To ask was one thing, but to get an answer, another. The Kaffir ladies were rather alarmed, and plainly regarded the small black box Norah held as a very bad kind of magic. They caught up their babies, and jabbered together, while Norah stood, half-laughing, making no attempt to photograph them without their permission. Help came in the person of a brisk rickshaw “boy,” who took in the situation at a glance, and explained to the anxious mothers that the white young lady merely wished to pay them and their children a high compliment in making a picture of them—whereupon the mothers subsided immediately, and held up the fat, brown scraps of humanity, who struggled wildly, like babies all the world over before a camera, while their anxious parents addressed to them the Kaffir equivalent of “Look pleasant, please.” The rickshaw “boy” stood by, beaming like a full moon, and uttering words of encouragement. Afterwards the travellers engaged him and his rickshaw—a contingency which he had probably foreseen; and they jogged lazily back to Durban, arriving at the hotel towards evening. Two tall figures, rather sheepish and pale-faced, rose from verandah lounges and came to meet them.

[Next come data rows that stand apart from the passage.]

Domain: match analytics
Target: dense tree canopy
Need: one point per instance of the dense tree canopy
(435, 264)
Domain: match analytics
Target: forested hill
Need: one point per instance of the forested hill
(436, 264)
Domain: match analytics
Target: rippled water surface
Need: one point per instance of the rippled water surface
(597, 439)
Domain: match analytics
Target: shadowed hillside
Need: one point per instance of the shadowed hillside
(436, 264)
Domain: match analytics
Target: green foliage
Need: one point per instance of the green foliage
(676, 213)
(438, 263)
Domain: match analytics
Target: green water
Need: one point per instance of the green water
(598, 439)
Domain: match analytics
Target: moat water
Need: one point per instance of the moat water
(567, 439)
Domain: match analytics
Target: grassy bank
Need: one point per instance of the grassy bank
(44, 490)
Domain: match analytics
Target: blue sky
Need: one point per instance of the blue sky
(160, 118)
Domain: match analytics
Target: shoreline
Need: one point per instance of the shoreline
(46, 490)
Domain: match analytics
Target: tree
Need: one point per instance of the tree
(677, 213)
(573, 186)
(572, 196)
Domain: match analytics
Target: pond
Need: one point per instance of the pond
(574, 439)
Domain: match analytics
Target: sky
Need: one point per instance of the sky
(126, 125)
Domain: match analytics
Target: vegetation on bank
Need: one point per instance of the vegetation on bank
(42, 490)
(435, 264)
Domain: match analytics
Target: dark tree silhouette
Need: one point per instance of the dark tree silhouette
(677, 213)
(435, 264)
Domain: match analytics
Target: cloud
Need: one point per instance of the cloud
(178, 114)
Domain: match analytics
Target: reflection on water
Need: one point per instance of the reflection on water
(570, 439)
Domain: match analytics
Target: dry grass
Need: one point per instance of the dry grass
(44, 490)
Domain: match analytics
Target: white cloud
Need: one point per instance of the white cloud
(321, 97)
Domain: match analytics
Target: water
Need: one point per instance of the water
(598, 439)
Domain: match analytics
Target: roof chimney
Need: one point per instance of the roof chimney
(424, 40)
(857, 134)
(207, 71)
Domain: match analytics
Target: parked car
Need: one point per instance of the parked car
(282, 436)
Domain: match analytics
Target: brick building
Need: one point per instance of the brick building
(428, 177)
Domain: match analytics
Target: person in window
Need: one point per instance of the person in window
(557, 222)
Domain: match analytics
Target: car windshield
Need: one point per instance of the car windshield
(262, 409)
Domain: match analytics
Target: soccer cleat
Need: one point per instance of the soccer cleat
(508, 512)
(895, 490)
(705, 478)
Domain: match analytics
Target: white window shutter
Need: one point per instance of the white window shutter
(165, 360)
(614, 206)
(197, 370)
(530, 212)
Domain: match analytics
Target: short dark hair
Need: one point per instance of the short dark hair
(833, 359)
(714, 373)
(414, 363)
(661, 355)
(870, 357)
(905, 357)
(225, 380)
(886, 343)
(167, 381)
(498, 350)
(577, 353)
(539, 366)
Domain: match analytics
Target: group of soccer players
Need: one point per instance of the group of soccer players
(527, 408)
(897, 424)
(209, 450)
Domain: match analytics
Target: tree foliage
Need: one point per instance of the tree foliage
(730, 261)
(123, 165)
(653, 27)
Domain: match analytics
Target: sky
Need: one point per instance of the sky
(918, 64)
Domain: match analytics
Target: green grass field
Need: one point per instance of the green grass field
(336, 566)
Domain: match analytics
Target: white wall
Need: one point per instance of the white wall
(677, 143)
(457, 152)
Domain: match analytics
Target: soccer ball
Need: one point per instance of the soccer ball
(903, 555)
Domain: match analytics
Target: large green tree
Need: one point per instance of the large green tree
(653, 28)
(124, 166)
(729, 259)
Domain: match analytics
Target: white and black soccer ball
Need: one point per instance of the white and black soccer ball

“You bad boys!” Norah exclaimed.

“Do you think you two should be out of bed?” Mr. Linton asked.

“Rather!” Jim answered firmly. “We stayed there until they brought us tea—but they didn’t bring half enough food, so we got up and went to find more. We’re all right.”

“It sounds as though you were!” Norah said, laughing. “How are the bruises?”

“Oh—a bit stiff. Exercise is the best thing for them.” The subject was evidently sorer than the bruises, and Jim changed it, demanding an account of their day.

“I’ve a letter from the captain,” Mr. Linton announced, when they all met at breakfast next morning. “The ship is leaving earlier than we thought—we have to be on board at noon.”

“Bother!” said his hearers, as one man.

“It’s a bore, but there are compensations. The warship we saw at the Point is going ahead of us to Cape Town—and that means no war precautions for a few days.”

“Open port-holes!” said Norah, blissfully. “Deck lights—no more stuffy saloon! Lights in one’s cabin——!”